KINSHASA (Reuters) - Six Congolese killed in a wildlife reserve in eastern Congo last week were not on a mission to rescue a U.S. journalist, a spokeswoman for the reserve authorities said on Tuesday, contradicting Congolese officials' earlier accounts.
Four park rangers and two civilian porters in the Okapi Wildlife Reserve in Democratic Republic of Congo's Mambasa territory were in fact killed during an attack last Friday by unidentified gunmen, the spokeswoman said.
An American journalist disappeared following the raid and was recovered on Saturday by a team of park rangers and soldiers. A local official at the time said five park rangers were killed in a joint operation with the army to rescue an American journalist.
But the Okapi spokeswoman said all the fatalities occurred during the initial attack and that there were never any hostages.
It is unclear who was responsible for the raid, which occurred in a gold mine that park rangers had shut down earlier this year.

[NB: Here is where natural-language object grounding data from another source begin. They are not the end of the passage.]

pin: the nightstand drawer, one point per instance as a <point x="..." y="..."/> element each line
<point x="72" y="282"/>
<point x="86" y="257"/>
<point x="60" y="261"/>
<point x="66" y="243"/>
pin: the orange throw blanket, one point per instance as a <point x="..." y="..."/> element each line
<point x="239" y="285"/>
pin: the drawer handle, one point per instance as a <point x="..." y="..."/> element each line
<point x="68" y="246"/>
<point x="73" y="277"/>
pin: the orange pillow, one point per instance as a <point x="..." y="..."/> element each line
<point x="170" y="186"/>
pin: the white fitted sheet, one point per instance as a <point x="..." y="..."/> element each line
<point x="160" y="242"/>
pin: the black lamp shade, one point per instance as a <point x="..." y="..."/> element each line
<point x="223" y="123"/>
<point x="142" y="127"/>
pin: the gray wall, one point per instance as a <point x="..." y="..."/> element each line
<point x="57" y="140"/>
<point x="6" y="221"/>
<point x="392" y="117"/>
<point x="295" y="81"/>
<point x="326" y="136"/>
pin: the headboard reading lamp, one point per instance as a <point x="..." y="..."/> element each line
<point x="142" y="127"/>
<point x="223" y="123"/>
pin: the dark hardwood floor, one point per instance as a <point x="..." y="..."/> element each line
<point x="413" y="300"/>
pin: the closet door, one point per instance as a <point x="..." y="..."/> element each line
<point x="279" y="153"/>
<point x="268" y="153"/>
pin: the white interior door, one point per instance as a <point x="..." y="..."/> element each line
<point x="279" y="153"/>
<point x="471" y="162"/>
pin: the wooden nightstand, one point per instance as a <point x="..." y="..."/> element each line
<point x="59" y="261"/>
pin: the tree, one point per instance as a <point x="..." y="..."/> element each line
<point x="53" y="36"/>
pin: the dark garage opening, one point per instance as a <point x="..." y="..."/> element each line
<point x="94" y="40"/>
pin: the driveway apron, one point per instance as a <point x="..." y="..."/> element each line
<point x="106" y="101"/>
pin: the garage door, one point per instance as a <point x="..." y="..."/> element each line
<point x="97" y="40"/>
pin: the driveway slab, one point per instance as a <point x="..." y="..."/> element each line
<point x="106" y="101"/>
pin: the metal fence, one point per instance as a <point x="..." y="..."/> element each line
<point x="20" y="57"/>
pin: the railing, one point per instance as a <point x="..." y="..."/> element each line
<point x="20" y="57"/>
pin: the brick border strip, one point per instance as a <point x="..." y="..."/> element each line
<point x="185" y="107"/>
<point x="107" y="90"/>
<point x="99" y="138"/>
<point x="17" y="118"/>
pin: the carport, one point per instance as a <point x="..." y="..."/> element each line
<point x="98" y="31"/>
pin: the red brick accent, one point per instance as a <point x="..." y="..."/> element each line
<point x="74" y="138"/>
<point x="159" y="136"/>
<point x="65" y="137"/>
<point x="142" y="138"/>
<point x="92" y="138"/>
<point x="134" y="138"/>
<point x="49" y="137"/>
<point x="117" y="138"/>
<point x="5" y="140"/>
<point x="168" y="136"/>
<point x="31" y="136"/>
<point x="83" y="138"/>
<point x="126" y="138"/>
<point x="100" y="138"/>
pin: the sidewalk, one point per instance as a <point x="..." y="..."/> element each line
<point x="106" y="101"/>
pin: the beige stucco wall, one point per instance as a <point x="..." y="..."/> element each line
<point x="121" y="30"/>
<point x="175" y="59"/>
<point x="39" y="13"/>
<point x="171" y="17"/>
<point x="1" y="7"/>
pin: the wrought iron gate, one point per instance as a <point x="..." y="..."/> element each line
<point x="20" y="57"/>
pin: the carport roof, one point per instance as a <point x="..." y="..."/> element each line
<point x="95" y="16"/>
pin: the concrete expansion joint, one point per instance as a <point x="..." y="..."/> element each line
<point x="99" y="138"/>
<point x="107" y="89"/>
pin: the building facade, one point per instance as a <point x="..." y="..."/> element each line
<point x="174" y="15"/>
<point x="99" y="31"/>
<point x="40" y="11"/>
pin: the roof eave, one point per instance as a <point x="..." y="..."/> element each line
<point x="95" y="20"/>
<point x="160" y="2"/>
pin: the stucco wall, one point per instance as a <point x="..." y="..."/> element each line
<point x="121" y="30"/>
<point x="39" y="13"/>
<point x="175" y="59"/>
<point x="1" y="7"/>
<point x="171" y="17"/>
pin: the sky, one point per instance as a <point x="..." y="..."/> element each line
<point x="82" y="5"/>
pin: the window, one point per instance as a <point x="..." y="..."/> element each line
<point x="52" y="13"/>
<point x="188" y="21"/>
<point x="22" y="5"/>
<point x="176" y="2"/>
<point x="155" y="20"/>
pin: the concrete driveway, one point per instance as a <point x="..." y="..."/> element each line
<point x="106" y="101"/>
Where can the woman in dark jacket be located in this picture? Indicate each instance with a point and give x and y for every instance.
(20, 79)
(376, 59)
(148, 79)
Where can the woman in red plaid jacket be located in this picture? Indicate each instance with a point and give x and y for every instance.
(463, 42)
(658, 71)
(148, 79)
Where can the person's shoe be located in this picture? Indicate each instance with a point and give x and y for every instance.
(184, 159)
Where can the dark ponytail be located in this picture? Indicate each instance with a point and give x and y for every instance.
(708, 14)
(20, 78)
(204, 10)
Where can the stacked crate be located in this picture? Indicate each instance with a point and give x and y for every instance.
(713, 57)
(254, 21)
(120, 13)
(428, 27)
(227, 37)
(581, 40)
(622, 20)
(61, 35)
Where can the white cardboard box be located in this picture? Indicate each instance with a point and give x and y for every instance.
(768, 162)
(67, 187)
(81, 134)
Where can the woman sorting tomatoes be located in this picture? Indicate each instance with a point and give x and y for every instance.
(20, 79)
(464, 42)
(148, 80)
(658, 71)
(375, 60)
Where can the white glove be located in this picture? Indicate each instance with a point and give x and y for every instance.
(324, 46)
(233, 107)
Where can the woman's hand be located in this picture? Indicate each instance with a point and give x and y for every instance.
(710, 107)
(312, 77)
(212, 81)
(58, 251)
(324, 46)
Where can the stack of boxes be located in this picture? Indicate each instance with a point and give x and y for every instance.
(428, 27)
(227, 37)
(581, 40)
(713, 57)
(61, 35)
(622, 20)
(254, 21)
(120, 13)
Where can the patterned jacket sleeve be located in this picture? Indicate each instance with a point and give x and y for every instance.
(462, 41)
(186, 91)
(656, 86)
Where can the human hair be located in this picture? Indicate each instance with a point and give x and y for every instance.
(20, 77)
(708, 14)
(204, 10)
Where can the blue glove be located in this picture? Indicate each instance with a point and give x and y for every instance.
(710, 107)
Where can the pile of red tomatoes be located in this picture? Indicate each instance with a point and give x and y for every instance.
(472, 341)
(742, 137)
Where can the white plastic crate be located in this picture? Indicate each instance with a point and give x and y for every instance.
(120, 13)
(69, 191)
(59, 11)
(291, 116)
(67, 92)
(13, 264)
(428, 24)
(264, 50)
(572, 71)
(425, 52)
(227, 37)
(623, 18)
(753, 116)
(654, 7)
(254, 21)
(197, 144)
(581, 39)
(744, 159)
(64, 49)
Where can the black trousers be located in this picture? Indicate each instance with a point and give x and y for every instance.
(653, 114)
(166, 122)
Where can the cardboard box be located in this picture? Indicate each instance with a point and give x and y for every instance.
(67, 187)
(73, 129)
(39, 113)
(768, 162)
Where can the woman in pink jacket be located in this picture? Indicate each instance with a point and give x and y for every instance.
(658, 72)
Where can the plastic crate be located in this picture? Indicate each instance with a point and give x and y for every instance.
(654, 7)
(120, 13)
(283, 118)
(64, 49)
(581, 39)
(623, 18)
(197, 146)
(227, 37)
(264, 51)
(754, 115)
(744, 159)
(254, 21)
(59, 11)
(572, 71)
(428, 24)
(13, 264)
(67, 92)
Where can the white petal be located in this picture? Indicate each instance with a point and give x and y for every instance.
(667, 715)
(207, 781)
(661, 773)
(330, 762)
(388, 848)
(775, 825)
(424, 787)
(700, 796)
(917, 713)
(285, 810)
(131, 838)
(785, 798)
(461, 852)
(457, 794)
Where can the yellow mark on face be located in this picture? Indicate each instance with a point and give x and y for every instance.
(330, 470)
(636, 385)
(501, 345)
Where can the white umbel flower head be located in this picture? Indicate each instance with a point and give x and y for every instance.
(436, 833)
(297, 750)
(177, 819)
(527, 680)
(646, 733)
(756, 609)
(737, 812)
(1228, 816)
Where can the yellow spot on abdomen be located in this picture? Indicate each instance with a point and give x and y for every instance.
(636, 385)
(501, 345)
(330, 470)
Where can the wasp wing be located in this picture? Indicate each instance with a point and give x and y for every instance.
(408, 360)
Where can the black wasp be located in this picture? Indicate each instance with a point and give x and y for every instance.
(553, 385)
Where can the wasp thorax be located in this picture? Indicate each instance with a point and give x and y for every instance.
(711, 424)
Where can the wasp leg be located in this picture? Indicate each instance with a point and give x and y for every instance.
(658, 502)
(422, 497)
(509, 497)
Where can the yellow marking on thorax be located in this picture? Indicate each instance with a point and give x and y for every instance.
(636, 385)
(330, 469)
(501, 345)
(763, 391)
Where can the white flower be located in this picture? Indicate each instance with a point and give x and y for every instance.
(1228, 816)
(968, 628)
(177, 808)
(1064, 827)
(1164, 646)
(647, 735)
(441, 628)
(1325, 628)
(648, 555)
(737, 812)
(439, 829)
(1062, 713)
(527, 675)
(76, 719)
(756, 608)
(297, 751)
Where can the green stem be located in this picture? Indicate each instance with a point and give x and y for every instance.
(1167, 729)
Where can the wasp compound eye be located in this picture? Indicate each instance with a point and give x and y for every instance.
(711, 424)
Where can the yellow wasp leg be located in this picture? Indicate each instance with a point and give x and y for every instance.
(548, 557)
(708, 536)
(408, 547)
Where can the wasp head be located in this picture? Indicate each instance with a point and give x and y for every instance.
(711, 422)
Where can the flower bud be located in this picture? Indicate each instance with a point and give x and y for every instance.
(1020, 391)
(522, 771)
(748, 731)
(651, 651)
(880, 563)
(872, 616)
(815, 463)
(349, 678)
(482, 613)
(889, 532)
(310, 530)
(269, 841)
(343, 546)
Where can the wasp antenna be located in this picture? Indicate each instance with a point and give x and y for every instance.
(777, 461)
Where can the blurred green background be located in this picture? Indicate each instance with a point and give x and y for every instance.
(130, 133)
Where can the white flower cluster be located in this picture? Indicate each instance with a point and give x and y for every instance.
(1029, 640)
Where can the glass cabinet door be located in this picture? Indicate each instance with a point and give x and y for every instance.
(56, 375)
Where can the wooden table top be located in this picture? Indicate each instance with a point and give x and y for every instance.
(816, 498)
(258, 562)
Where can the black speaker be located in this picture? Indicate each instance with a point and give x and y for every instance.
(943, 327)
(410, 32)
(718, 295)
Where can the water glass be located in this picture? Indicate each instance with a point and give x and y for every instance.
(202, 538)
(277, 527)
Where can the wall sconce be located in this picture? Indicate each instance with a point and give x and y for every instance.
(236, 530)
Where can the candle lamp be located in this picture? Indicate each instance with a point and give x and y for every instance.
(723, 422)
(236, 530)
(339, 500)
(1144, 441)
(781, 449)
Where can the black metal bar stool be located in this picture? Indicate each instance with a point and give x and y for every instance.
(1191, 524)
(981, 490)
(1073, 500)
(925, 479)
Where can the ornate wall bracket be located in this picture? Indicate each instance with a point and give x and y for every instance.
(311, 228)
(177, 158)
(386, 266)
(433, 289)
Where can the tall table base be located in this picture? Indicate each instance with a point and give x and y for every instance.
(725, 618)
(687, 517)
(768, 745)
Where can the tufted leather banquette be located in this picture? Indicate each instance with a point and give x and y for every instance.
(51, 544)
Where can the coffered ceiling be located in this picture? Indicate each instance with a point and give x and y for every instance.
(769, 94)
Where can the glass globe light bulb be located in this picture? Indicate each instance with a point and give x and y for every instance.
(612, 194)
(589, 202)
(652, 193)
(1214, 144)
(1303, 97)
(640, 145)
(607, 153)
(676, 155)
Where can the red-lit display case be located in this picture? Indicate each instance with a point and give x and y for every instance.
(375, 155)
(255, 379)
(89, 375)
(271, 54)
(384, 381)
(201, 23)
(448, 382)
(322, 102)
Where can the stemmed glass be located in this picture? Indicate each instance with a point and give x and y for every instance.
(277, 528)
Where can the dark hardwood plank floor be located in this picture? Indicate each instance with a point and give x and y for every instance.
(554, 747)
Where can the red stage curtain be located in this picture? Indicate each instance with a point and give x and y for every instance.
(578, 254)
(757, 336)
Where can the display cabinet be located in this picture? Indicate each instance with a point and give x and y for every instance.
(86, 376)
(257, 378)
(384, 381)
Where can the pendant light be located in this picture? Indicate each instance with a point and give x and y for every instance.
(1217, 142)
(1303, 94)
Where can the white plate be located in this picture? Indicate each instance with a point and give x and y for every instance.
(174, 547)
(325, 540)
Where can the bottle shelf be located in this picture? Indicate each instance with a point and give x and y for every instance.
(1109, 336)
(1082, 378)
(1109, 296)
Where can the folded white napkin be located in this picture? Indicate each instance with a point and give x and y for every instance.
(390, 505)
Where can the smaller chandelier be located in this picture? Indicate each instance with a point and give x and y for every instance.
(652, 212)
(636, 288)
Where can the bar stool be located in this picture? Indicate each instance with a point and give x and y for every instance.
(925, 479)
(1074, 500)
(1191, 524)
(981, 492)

One Congolese and two Dutch journalists also managed to escape the attack.
Eastern Congo has been the theatre of numerous wars and uprisings over the last two decades, and rebels, militia fighters and bandits still present a security risk in many areas.
Park rangers trying to protect dwindling populations of elephants and gorillas often clash with poachers and other armed groups who exploit minerals, wildlife and other resources.